Shaun was intrigued by the other doctor. She’d overcome her natural fear of a potentially dangerous place, inhabited by dangerous people, to speak to Shaun. She looked to be in her mid to late fifties. She had sharp blue eyes and thin lips. Her blond hair was pinned back away from her face and her nails were short and unpainted. She wore chic but practical clothes.

Shaun would bet her newly acquired mansion the woman was a surgeon.

“Thank you so much for seeing me. Please, call me Elisa.”

Shaun waved her hand back toward the couch that Elisa had just vacated. “Please sit down, I’ll ring for coffee. Or would you prefer tea?”

Elisa shook her head. “Neither, thank you. I can’t stay long.”

“Are you on shift?” Shaun asked bluntly.

Elisa smiled and confirmed Shaun’s suspicions about her. “Yes, it’s a one-hour round trip to get out here, so I’ll have to hurry back. I have surgery this afternoon.”

“Then you’re here for a reason, rather than a social visit.”

“Both, actually.” Elisa looked down at the file in her lap, but instead of opening it, she scanned Shaun from head to toe. “We met you last year. I was covering emergency for a colleague when you were brought in. I had the privilege of working on you after the poisoning.”

Shaun stared at the woman, trying to place her, but she couldn’t. She shook her head, but before she could speak, Elisa continued, “You were unconscious, and it was a fluke that I was in emergency that night. I’m usually in neurology. By the time you woke up, I had moved back to my department. I’d intended to drop by your room to introduce myself, but you’d already been moved and surrounded with enough security to make an airport blush.”

Shaun sorted through her memories of that week spent in the Prague hospital. Between the hospital staff, security and the local police, she’d been constantly surrounded by people determined to keep her safe.

“Thank you,” Shaun said, meaning it. She reached out to take Elisa’s hand and, when the other woman gave it to her, squeezed it with feeling. “You saved my life.”

Elisa nodded, her eyes serious. “When you were taken from Luhansk, it rocked all of us. Any of us could have been you. I’ve had friends and colleagues transfer to Ukraine to relieve the hospitals and clinics on the front lines.”

The two women stared at each other for a moment, silently sharing in the hazards of their mutual profession. Though their jobs weren’t inherently dangerous, every day they dealt with loss, life-altering decisions, unpredictable patients, grieving families.

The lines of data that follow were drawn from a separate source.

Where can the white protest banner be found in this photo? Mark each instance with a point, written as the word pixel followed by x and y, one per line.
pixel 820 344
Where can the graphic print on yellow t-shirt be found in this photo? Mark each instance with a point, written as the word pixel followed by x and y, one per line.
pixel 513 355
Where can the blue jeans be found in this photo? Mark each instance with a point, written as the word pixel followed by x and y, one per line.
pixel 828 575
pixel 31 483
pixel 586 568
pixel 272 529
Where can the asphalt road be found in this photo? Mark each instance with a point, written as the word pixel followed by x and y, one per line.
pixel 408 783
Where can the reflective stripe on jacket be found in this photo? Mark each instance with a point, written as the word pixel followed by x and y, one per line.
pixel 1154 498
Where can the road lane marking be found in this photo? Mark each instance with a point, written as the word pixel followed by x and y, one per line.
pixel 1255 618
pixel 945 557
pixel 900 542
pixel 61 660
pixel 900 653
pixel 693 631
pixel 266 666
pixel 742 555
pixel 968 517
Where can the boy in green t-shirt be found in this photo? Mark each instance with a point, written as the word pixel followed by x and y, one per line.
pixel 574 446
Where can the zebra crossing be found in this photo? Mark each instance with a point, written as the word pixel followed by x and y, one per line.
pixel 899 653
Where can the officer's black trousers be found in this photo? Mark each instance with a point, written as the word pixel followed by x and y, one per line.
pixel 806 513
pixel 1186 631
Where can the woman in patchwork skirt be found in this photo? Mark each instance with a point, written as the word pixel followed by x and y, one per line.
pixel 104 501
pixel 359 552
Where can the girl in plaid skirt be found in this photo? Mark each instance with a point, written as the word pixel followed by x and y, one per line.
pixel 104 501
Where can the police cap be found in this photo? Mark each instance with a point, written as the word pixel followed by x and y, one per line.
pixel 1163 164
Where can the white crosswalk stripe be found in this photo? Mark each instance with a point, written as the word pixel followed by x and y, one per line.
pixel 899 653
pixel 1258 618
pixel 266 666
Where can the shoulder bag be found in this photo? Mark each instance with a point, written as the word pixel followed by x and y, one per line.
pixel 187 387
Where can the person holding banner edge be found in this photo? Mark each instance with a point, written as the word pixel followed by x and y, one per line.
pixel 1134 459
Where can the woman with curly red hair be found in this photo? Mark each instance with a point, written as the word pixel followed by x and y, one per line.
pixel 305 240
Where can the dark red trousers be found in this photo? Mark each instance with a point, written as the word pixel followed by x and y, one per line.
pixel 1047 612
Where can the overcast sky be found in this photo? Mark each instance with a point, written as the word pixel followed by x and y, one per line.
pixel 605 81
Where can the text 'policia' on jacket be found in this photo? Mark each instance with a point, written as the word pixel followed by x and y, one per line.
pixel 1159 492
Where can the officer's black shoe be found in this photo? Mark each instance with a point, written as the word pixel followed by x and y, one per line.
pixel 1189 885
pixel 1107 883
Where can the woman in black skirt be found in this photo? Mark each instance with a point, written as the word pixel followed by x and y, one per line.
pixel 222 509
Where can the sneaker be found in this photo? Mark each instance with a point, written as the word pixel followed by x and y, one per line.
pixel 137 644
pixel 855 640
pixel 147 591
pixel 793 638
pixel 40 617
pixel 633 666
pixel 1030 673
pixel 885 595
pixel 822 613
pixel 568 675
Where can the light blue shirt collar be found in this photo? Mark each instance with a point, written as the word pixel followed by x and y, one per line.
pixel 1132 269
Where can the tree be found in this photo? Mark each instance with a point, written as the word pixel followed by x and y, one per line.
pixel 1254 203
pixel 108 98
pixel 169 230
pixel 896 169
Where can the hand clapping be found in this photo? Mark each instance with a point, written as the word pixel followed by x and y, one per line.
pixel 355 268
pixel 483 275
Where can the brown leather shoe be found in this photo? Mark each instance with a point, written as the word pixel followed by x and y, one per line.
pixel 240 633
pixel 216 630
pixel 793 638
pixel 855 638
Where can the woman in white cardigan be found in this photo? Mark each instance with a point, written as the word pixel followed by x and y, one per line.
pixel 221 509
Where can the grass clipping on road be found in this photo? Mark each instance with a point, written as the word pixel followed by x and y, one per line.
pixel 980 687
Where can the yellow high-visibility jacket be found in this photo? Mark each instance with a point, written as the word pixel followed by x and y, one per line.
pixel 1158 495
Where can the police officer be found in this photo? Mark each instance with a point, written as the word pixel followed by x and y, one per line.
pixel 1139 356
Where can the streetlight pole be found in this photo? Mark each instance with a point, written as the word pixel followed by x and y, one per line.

“What brings you here today?” Shaun finally asked, her gaze dropping to the file clutched in Elisa’s hands.

Elisa glanced down. “A patient,” she admitted. “I want a second opinion on treatment. The tumour is complex, and you’re well known for unorthodox methods that can increase survivability.”

“You don’t have any colleagues in neuro to bounce ideas off?” Shaun asked, intrigued. She desperately wanted to see the images in the file, to delve into a case once again. But surgeons were notoriously competitive.

“Sadly, no,” Elisa admitted. “I have several excellent surgical nurses on my staff and a general surgeon who is only beginning to specialize in neurology. When I need another opinion, I often connect with colleagues in Moscow and Warsaw.”

“And they weren’t available today?” Shaun asked with a raised brow.

Elisa’s lips thinned as Shaun forced her to explain herself. Finally, she shrugged, “You’re one of the best in the world. Your theories and essays have elevated neurosurgery, and you’ve barely started your career. It’s a rare opportunity to have you in my city, at my fingertips. I won’t waste such an opportunity on an over-inflated ego. Better to make friends and learn from you.”

Shaun stared at the other woman shrewdly, suspecting there was more to her story, but Shaun decided she’d pushed enough.

She held out a hand. “Let me see.”

Elisa gave her the file and sat silently while Shaun looked over the images and read the patient's history. She picked out the glioblastoma right away. It took her less than a minute to understand what Elisa was doing in her sitting room.

“This is inoperable,” Shaun said, handing the file back.

Elisa sighed heavily and took the file. “I know.”

“Then why are you operating?”

Elisa looked down at her clasped hands and seemed to gather her thoughts before speaking. “The patient is high status. He knows that the tumour is inoperable, but he’s insisting on surgery anyway. The hospital director is backing the surgery.” She opened the file and pulled out an image, turning it toward Shaun, who leaned forward in her seat. She pointed at the shadow, then drew her finger to the left of the skull. “I will enter here, using laser tech, and manoeuvre around this section here.” She tapped the photo again. “I will cut here and here, then pull the sections through. I figure the patient has a ten percent chance of survival.”